Introduction
AMD's B550 chipset enables the latest Ryzen 3000-series (Matisse) processors to expose their PCIe 4.0 lanes for graphics and storage. This means users can tap into a single NVMe drive offering 5GB/s peak sequential speeds as well as any bandwidth benefits conferred to the present and upcoming PCIe 4.0 graphics cards. The downside is pricing is a lot higher than B450, so much so that many of these newer boards overlap the full-on, premium X570 in the financial stakes.
That doesn't stop industry heavyweight Asus from plying the B550 with a few offerings including an interesting micro-ATX solution in the form of the TUF Gaming B550M-Plus WiFi. Priced at Ā£185, it is getting on towards double the cost of the B450 version, so let's see what's new and how Asus can justify the premium.
Though looking similar to its immediate predecessor, the improved 8+2-phase power stages have chunkier heatsinks on this time around, though as anyone who follows motherboards closely knows, there's really no need for elaborate cooling for anything other than seat-of-your-pants overclocking, which goes against the grain of this board in any case. This thinking also helps explain why there's no heatpipe between the two blocks.

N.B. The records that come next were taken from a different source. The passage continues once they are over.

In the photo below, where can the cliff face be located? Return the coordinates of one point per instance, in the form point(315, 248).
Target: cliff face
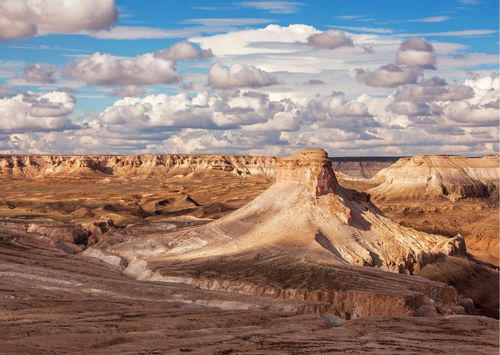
point(361, 168)
point(305, 238)
point(452, 177)
point(99, 166)
point(129, 165)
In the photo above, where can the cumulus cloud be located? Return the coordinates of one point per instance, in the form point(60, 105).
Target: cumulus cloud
point(390, 75)
point(182, 51)
point(128, 90)
point(238, 76)
point(26, 18)
point(40, 73)
point(409, 108)
point(29, 112)
point(330, 39)
point(205, 110)
point(106, 69)
point(416, 52)
point(472, 115)
point(435, 89)
point(274, 7)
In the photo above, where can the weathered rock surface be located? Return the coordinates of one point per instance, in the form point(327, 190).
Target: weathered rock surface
point(39, 166)
point(102, 166)
point(305, 238)
point(52, 302)
point(438, 176)
point(361, 167)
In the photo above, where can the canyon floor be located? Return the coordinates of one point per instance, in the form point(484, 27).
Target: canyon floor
point(54, 299)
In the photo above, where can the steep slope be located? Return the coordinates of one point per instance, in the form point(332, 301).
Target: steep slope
point(361, 167)
point(298, 240)
point(438, 176)
point(135, 166)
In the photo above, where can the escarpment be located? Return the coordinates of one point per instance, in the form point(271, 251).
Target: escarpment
point(304, 238)
point(41, 166)
point(438, 176)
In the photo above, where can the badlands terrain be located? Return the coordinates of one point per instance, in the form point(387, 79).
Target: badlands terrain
point(241, 254)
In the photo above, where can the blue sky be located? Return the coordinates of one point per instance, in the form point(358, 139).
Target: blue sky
point(463, 35)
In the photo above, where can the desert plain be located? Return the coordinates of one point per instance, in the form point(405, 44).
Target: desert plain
point(242, 254)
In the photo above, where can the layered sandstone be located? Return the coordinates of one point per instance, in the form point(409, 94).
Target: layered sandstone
point(304, 238)
point(40, 166)
point(438, 176)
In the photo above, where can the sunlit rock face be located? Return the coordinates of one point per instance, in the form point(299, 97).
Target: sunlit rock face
point(305, 239)
point(438, 176)
point(311, 168)
point(40, 166)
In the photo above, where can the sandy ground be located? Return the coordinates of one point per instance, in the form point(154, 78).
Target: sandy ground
point(52, 302)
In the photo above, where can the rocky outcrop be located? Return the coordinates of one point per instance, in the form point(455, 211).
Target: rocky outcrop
point(304, 238)
point(438, 176)
point(40, 166)
point(361, 168)
point(101, 166)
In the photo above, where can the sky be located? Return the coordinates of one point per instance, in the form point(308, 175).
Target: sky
point(357, 78)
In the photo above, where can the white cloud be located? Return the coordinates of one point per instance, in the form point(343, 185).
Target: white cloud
point(242, 42)
point(378, 30)
point(182, 51)
point(434, 89)
point(389, 75)
point(106, 69)
point(30, 112)
point(26, 18)
point(330, 39)
point(220, 21)
point(459, 33)
point(140, 32)
point(416, 52)
point(237, 76)
point(128, 91)
point(432, 19)
point(274, 7)
point(40, 73)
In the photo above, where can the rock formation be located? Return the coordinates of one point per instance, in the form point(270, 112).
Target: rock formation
point(40, 166)
point(305, 238)
point(100, 166)
point(438, 176)
point(361, 168)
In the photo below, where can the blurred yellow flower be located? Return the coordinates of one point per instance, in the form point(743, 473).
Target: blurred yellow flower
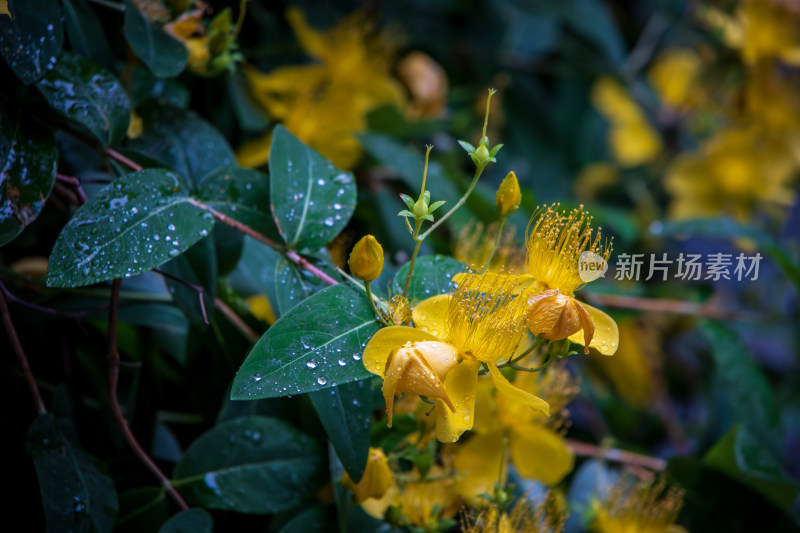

There are no onboard buttons we've become familiar with, but that's not really a problem on a micro-ATX board. Asus employs the same two NVMe slots as on the B450 but chooses the top slot for PCIe 4.0 connection, though leaves it unadorned with a heatsink. The bottom one, meanwhile, running at PCIe 3.0 from the chipset, has a non-transferrable heatsink (it's too long). One can argue that it's PCIe 4.0 drives that need heatsink help; Asus may counter with the notion that many have their own. Our take is we'd like to see explicit M.2 cooling on both slots.
RGB and fan headers are well stocked but we do feel it unduly misses out on front-panel USB Type-C support, something which the rival, cheaper MSI B550 Mortar does have. It also has two additional SATA ports over the Asus, if that matters to you.
Wanting to add value, this model features Asus' baked-in noise-cancelling technology. It purports to largely eliminate background microphone noise present in most conversations by using deep learning. Available only through the Armoury Crate software, it doesn't matter how the mic is connected - jack, USB, Bluetooth - and its usage does a solid job at preserving your voice alone. I tested it by having a conservation whilst typing on my extra-loud, clickety keyboard whose presses were muted by the software.
The I/O section shows that Asus uses the premium Intel AX200 chip for WiFi duties alongside the increasingly-common Realtek 2.5G Ethernet and reliable ALC1200 audio codec. Type-C support is here, yet there's no room for the latest USB 3.2 Gen 2x2, though we probably shouldn't expect that at this price. The board also doesn't look quite as clean as rivals due to a lack of an I/O shroud.
Overall, Asus follows the TUF recipe quite closely from one generation to the next. The main problems facing this board is, in common with rivals, the high price for the B550 chipset - it is possible to purchase an X570 micro-ATX for the same money. That and a lack of Type-C on the front panel and, subjectively, strange choice in which NVMe to cool with the heatsink.